Many families have already drained their savings accounts just to get by until things improve for them, but it shouldn't be accepted as a way of life for them. If there is income, there should also be savings.

The question arises, of course, about where the best place is to put that cash. Our banks are where we think of first-opening a savings account that will yield interest and where the money will grow. However, it's good to do some shopping around. Some bank savings accounts don't have very good terms at all-the rate of return may be low and the fees high. However, the matter of safety is worth considering, and sometimes the safest place to have one's money is in a local bank where you already have other accounts. Your bank will probably have an investment officer who can help you think through this question and arrive at an answer that is best for you.

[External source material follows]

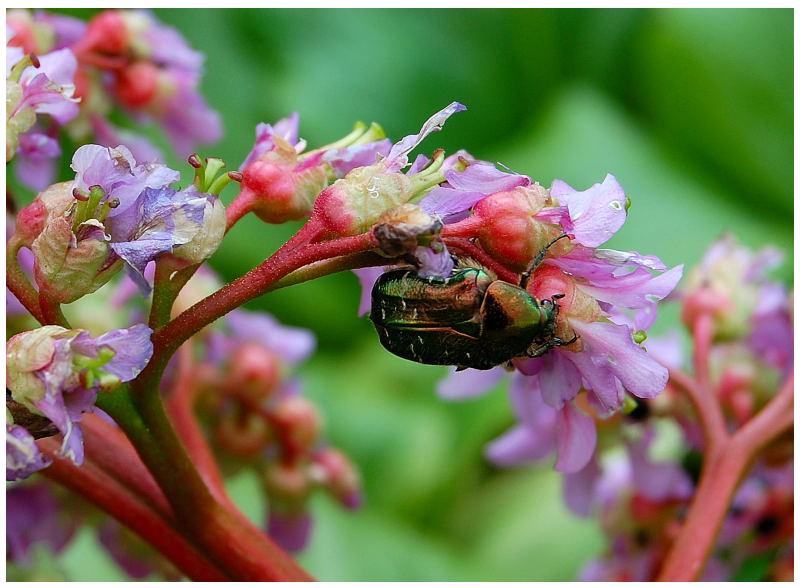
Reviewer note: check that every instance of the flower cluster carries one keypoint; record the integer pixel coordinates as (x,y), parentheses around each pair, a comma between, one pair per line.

Credit unions typically bear good rates of interest and offer other benefits a savings account in a bank does not offer. A credit union is a not-for-profit cooperative that is owned by its members. They are typically operated by a mostly volunteer board. Because of this, credit unions pay their members dividends and offer them lower loan rates, higher rates on savings accounts, and very few service fees. These non-profit organizations are chartered and supervised by the National Credit Union Administration (NCUA). It's very rare to hear that one of them goes under. Each credit union has its own eligibility requirements, so you need to find one where you will fit.

Investments in stocks are another good way to save your money and to anticipate growth. However, don't be dazzled by stories of others who have made fortunes in this way. It's possible, of course, but the risk of the opposite happening is also high in such investments.

However, don't try to do it on your own. Following are some basic facts you need to know:

A share of stock stands for a share of ownership in a company.

A shareholder is a person or company that owns shares in a company.

A share of common stock gives the holder of that share a vote on matters of policy and on members of the board of directors.

A share of preferred stock is typically higher ranked; however, it carries no voting rights although it may carry priority in payment of dividends. In other words, if your share is preferred stock, you may be paid before any dividends will be paid to common stock shareholders.

Some people buy stocks online on their own, but most buy through a stock broker. A stock broker may also be an investment advisor who can manage your buys.

Shop around for a broker. Educate yourself on the qualities to look for before you turn loose of your hard-earned money.